Ainda antes deste novo tempo marcado pela ruptura com as regras e as práticas de décadas de funcionamento do sistema político, importa sublinhar a evidente lástima do embuste da devolução da sobretaxa (em meses de 35,5% a 0%), a inacreditável incompetência do governo de Passos e de Portas na concretização do banco de fomento, que só injectará dinheiro nas empresas e na economia em 2016 (em 5 de Outubro de 2012, quando o PS defendeu a ideia, era já a seguir) e a displicente incapacidade para disponibilizar os fundos comunitários do novo quadro, do Portugal 2020. O veredicto dos portugueses a 4 de Outubro foi a mudança política e a verdade é que a direita foi incompetente a sublinhar a convicção no cumprimento desse mandato. Perpassou a reserva mental, existiu uma forte desconfiança e a ocasião dos números gerou a oportunidade da conversão da derrota em vitória, antes da anunciada reversão da austeridade. O problema é a que o fim da austeridade, como a prosperidade, não se decreta. Foi assim com o “milagre económico” do então ministro Pires de Lima, é assim com todas as proclamações de mudanças repentinas dos apoiantes da nova solução governativa. Só servem para aditivar as expectativas dos cidadãos quando é evidente que o tempo que medeia entre a tomada de posse do governo e a concretização de muitas das reversões anunciadas será de meses, com factores que ninguém controla e com eleições presidenciais pelo meio. A inevitável espera até que algo chegue ao bolso ou à vida do cidadão só pode gerar nervosismo e descontentamento.
Dizem que estão criadas as condições, para 2016 e para a legislatura. Os escritos são mais vagos, mas há já conclusões a tirar.
Fica claro, apesar dos ses, que para o Bloco de Esquerda, para o Partido Comunista Português e para o Partido Ecologista Os Verdes, ao invés do que sempre foi dito, um governo do PS não é farinha do mesmo saco que um governo da direita.
Ficou claro que, depois de apeados do poder, o PSD e o CDS não estarão disponíveis para acorrer ao governo do PS quando surgirem questões não contempladas pelos textos das posições políticas conjuntas ou imprevistos conexos, num momento em que a conjuntura internacional está demasiado volátil.

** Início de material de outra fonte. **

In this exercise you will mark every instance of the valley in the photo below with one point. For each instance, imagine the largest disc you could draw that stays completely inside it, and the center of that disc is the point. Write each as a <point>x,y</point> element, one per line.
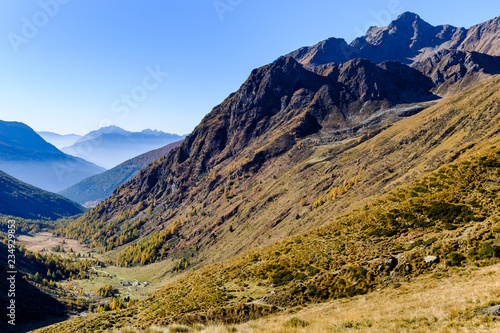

E também são muito claros os riscos da jogada de acesso ao poder nas actuais circunstâncias. A fragilidade das convergências; a sua não extensão a eleições regionais ou autárquicas – o PS continua a ser o maior partido autárquico; e as cartas marcadas pela direita nas nomeações, no mapeamento dos destinos dos fundos comunitários e na concretização dos negócios de fim de festa. Vivemos um tempo atípico, em que a margem é estreita, a expectativa é grande e o estado de graça inexistente. Talvez por isso, só pode ser o tempo das pessoas e da cidadania. Dizem estar criadas as condições. Que seja para acabar com a cultura de preconceito e de perseguição aos cidadãos que foi induzida pelos responsáveis políticos aos serviços no desespero do aumento da receita. Faz parte da cultura instalada, mas o cidadão contribuinte, aquele a que corresponde um número da Segurança Social ou o que é utente do Serviço Nacional de Saúde não é um criminoso nem pode ser tratado com preconceito, indiferença ou soberba. O Estado é uma emanação do cidadão e quando a democracia representativa tem tantas fragilidades, a relação só pode ser de respeito pelos seus direitos e deveres. O Estado é incompetente com as classificações das e-facturas e não tem de ser o cidadão a suprir essas falhas, a funcionar como agente tributário ou a ser especialista em direito fiscal. Haja dó. E já que há condições, diga-se: basta! Quanto ao resto, mais que crença é uma questão de sorte. Muita sorte, cautelas e caldos de galinha.